SEQ meldt het verlaten gasveld op vier à vijf kilometer van Akkrum opnieuw aan te boren. Chevron mag de locatie verlaten hebben, in de put bevindt zich nog altijd vierhonderd miljoen kubieke meter winbaar aardgas. Een deel daarvan zal SEQ aanwenden voor de genoemde ZEPP-centrale. De put ontvangt ‘in ruil’ jaarlijks circa 175 kiloton CO2, die via een speciale techniek later deels weer her valt te gebruiken.
Is dat voldoende antwoord op mogelijke vragen later dit jaar van mogelijk verontruste omwonenden? De Create Acceptance-methode van ECN zou ook in Boarnsterhim nog wel eens van pas kunnen komen. Al dan niet in zes stappen.

——————————————————

Tanja Klip: geen tweede Langelo

De colleges van Gedeputeerde Staten van Friesland, Groningen, Drenthe en Noord-Holland hebben in oktober 2007 het ‘Energieakkoord Noord-Nederland’ afgesloten met de rijksoverheid. De Noord-Nederlandse bestuurders willen helpen de energie- en klimaatdoelstellingen van het kabinet te halen en een koploperspositie innemen bij innovaties. De Drentse VVD-gedeputeerde Tanja Klip maakt wel een voorbehoud. ‘We moeten duidelijk krijgen wie precies de zeggenschap heeft over de ondergrond, op welke wijze we die ondergrond willen gebruiken en hoe we zo zuinig mogelijk kunnen omgaan met wat zich aan waardevols in de bodem bevindt.’
Al enkele decennia neemt het provinciaal bestuur van Drenthe stelling tegen plannen om de ondergrond te benutten voor de opslag van kernafval. Ook het nu vigerende collegeprogramma 2007-2011 van de provincie is daarover helder: ‘Wij bieden geen ruimte voor opslag in de Drentse bodem van gevaarlijk en radioactief afval.’ Maar er staat meer. ‘Opgesteld wordt een integraal beleidsplan voor de ondergrond. Hierin komen aan de orde onder meer de opslag van CO2  , toepassing van aardwarmte, opslag van afval, enzovoorts. De autonomie over de diepe ondergrond dient de bevoegdheid van de provincies te blijven.’
Met name over dit laatste maakt gedeputeerde Klip zich al geruime tijd druk. ‘Het rijk is bezig bevoegdheden naar zich toe te trekken. Wij verzetten ons daartegen. Juist omdat alles wat ondergronds gebeurt consequenties heeft voor het landschap bovengronds, willen wij er zeggenschap over hebben. Het is niet logisch dat Economische Zaken hierover beslissingsbevoegdheid krijgt.

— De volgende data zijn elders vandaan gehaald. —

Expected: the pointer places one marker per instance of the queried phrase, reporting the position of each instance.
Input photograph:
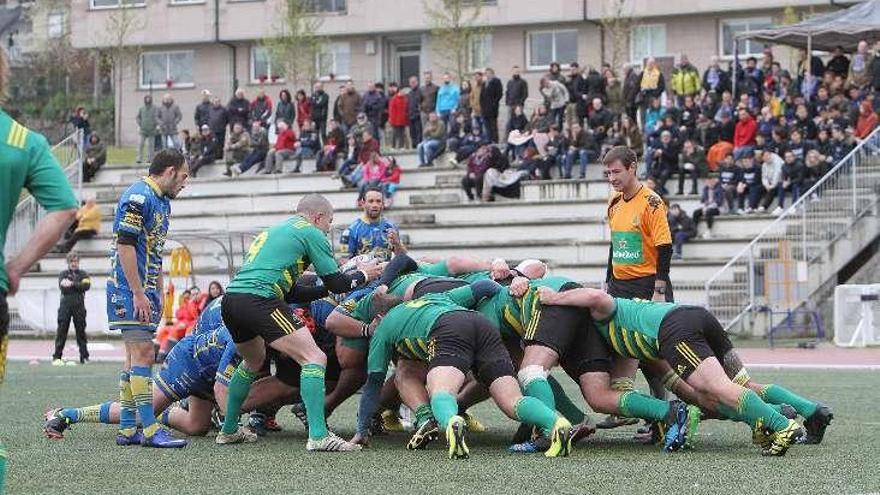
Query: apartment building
(190, 45)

De gang van zaken rond de gasopslag in Langelo, waar provincie en rijk lijnrecht tegenover elkaar stonden, heeft duidelijk gemaakt dat het ongewenst is dat de economische belangen en de milieu- en landschapsbelangen in dezelfde hand gelegd worden. We zijn over deze materie in gesprek met minister Cramer. Die heeft oog voor de problematiek.’

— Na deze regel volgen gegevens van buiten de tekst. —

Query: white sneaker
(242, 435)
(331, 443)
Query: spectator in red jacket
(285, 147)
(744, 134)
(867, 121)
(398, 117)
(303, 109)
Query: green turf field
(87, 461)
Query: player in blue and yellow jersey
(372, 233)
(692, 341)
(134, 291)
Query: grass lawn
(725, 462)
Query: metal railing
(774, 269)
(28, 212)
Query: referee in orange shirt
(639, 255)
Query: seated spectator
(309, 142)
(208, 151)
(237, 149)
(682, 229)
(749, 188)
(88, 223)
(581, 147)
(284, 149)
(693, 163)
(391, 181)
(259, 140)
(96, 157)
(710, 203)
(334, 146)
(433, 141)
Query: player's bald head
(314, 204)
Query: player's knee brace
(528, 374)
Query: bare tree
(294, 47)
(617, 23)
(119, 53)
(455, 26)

Wat de CO2-opslag betreft, handelt het Drentse college in het verlengde van het provinciale bestuursakkoord. Daarin staat dat Drenthe een voortrekkersrol vervult bij de ontwikkeling van kennis en innovatie voor de opslag van CO2 in de bodem. ‘Ambitie is die rol verder uit te bouwen’, aldus het programma. Klip: ‘Dit standpunt hebben we ook verwoord in onze energienota en in het Provinciaal Omgevingsplan. We werken samen met Groningen, Friesland en Noord-Holland. CO2-opslag is een tijdelijke zaak. Je “koopt” als het ware tijd om nieuwe technologieën te ontwikkelen. In Drenthe bevinden zich over 10 jaar zo’n 37 lege gasvelden. Onderzoek van TNO heeft uitgewezen dat in ieder geval een 4-tal grote gasvelden geschikt is voor CO2-opslag. Welke dat zijn, houd ik nog even voor me. We overleggen met de NAM over dergelijke locaties. Onze inzet daarbij is dat de NAM de infrastructuur op dergelijke locaties intact houdt.’